Jupiter is 142,984 kilometers in diameter at its equator. A day on Jupiter lasts only 9.925 hours. Its rapid rotational velocity means that its equatorial diameter is 9275 kilometers more than the distance between its poles. According to data compiled from the Japanese Aerospace Exploration Agency’s (JAXA) Spectroscopic Planet Observatory for Recognition of Atmosphere (HISAKI), auroral storms on Jupiter occur because of that rapid rotation. However, in an Electric Universe, the reason for Jupiter’s auroral brightening is electrical in nature.
As written elsewhere, Jupiter’s magnetosphere extends outward in a toroidal field for approximately 650 million kilometers, reaching beyond Saturn’s orbit. Ions from the solar wind and from Jupiter, itself, are trapped by the gas giant’s magnetic field, similar to the Van Allen radiation belts that surround Earth. However, Jupiter’s magnetic moment is more than 1000 times stronger than that of Earth.
The Galileo spacecraft discovered electric charge flowing around the planet, just as Electric Universe theorists predicted.

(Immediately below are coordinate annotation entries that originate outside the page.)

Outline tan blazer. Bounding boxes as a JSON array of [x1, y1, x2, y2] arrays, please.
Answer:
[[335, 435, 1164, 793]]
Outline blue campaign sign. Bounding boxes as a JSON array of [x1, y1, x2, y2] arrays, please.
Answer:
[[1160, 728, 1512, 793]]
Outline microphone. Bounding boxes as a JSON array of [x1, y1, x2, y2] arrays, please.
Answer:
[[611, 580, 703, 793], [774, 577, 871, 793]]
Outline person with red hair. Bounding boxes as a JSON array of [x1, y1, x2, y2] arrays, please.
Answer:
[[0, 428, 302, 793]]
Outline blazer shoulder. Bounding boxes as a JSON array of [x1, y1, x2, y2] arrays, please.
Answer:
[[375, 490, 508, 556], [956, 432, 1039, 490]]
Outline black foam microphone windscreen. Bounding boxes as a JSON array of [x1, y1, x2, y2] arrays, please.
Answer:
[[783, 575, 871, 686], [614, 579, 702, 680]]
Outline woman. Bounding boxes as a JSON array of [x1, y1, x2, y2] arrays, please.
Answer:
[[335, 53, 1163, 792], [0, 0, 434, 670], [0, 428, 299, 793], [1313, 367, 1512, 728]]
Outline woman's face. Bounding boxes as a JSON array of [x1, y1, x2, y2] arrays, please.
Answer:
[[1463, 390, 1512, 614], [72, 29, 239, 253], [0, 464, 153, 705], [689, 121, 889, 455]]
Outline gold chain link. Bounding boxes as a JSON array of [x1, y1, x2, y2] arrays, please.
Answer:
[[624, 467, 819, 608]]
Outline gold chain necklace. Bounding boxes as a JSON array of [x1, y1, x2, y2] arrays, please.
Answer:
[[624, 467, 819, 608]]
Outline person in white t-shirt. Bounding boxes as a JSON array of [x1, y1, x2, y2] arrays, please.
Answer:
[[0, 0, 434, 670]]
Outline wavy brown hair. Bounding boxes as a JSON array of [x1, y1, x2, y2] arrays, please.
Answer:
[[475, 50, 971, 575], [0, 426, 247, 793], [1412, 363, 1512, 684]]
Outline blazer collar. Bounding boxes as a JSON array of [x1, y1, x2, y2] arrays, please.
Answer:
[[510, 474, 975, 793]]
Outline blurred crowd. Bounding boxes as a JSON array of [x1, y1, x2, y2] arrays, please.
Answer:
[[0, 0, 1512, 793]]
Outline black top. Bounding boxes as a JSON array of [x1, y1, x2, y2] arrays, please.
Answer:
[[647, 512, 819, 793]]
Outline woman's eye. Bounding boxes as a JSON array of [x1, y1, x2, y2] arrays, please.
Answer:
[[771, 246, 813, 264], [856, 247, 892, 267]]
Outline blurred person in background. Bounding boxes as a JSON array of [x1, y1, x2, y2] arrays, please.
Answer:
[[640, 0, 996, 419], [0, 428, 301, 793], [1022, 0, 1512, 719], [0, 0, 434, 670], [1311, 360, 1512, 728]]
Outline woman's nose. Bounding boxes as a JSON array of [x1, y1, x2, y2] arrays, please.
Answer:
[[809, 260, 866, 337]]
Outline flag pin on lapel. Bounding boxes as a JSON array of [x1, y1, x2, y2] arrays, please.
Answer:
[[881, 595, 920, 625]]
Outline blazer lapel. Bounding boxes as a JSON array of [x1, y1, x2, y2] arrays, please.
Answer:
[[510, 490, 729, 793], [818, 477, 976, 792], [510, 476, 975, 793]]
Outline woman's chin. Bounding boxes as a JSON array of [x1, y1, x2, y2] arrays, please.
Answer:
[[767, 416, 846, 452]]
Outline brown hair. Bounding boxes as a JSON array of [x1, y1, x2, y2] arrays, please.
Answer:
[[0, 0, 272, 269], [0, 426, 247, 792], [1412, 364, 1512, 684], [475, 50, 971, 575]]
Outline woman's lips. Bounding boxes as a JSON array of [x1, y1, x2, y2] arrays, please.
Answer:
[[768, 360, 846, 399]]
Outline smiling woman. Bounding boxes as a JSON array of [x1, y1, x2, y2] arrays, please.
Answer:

As the moon Io revolves around Jupiter, electrical power greater than 2 trillion watts is dissipated between them. That electric current travels within Jupiter’s magnetic field, creating lightning in the planet’s upper atmosphere, as well as intense aurorae at the poles.
Electric Universe advocate, Wal Thornhill argued that it is plasma discharges from Io to Jupiter that cause Io’s “footprint” to be seen in Jupiter’s polar aurorae. In fact, all four of Jupiter’s largest moons were discovered to leave “tails” traveling within the plasma column. When NASA sent New Horizons on a mission to study Pluto and Charon, it flew by Jupiter and found that the plumes of Tvashtar, Io’s giant “volcano”, were filamentary, with indications that they are cathode jet discharges from “hot spots” linking Io with Jupiter.
An electrical connection between Jupiter and its moons means that they are not electrically neutral. Jupiter exists in an electrodynamic relationship with the Sun, and it is now known that charged particles (the solar wind) power planetary aurorae, in most cases. Jupiter’s auroral storms are seen when solar activity is low, so Io’s influence provides a key to use when studying other planetary bodies with magnetic fields.